At midday, my old friend W—— and I packed sandwiches and water, got into his canoe and paddled up the Concord River, and paddled upstream. It wasn’t as hot as yesterday, but it still was in the 90s. Sometimes we’d catch a light breeze, depending on where we were along the bends of the river. The hot sun was straight above us, and there was no shade except over water too shallow for us to paddle in. We saw Daniel Chester French’s statue of the Minuteman, passed under the Old North Bridge, passed the replica of the boat house where Nathaniel Hawthorne had tied up the rowboat he bought from Henry Thoreau,* and at last got to the confluence of the Assabet and Sudbury Rivers, which is the beginning of the Concord River.

“Which way do you want to go?” I asked Will. He didn’t have an opinion, so I suggested we got up the Assabet River because it was likely to be shadier. We passed some people fishing, and I asked them if they were catching anything. “Nothing,” they said, “just a few little sunfish. It’s too hot.” They were standing waist-deep in the water to keep cool.

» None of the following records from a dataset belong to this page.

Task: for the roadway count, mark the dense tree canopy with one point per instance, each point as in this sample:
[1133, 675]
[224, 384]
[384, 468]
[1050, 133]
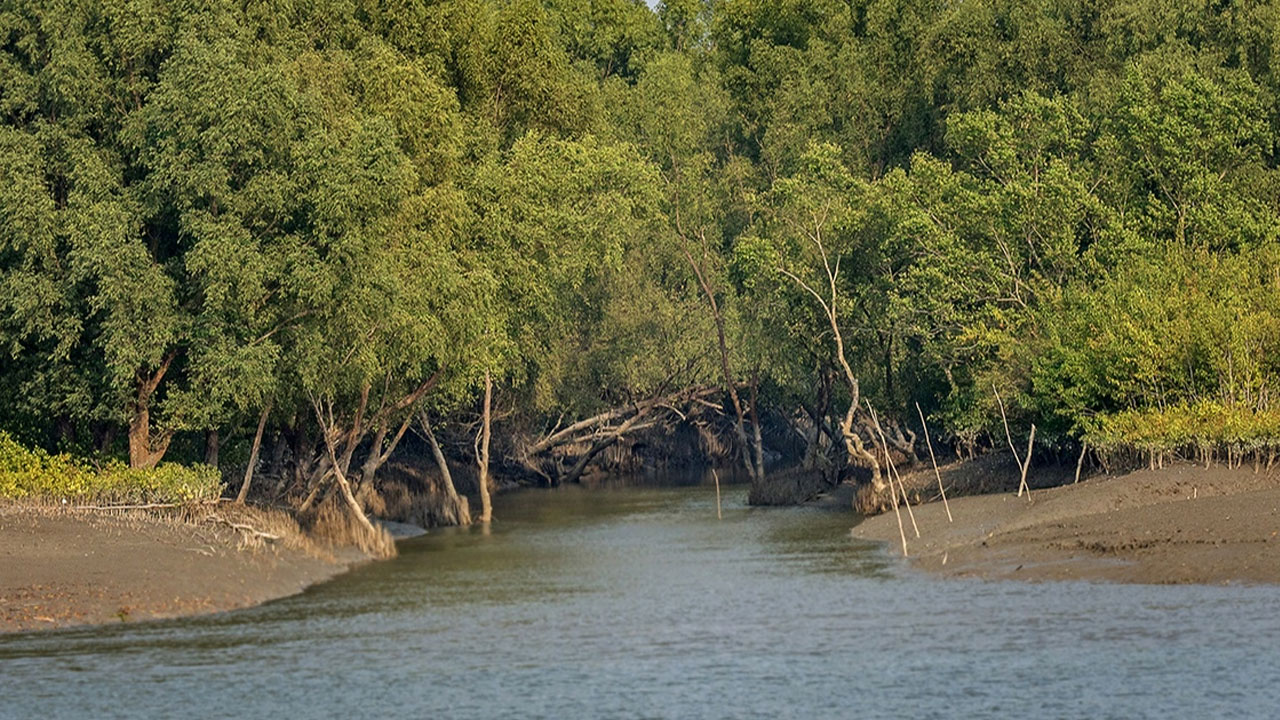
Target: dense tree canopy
[321, 218]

The Assabet River is narrow, and just a little way up it we were in the shade. We went up stream just a short way before it got too shallow to go any further. We drifted downstream until we found a bend in the river that was in the shade, and which also caught the desultory breeze. Fish swam under us, and a Spotted Sandpiper bobbed on the opposite bank. It was the perfect place to beat the heat, and we talked about our families for a good hour until it was time to drift back downstream to where we put in.

* For my Unitarian Universalist readers, French, Hawthorne, and Thoreau were all raised as Unitarians, although Thoreau resigned from his church in his early twenties.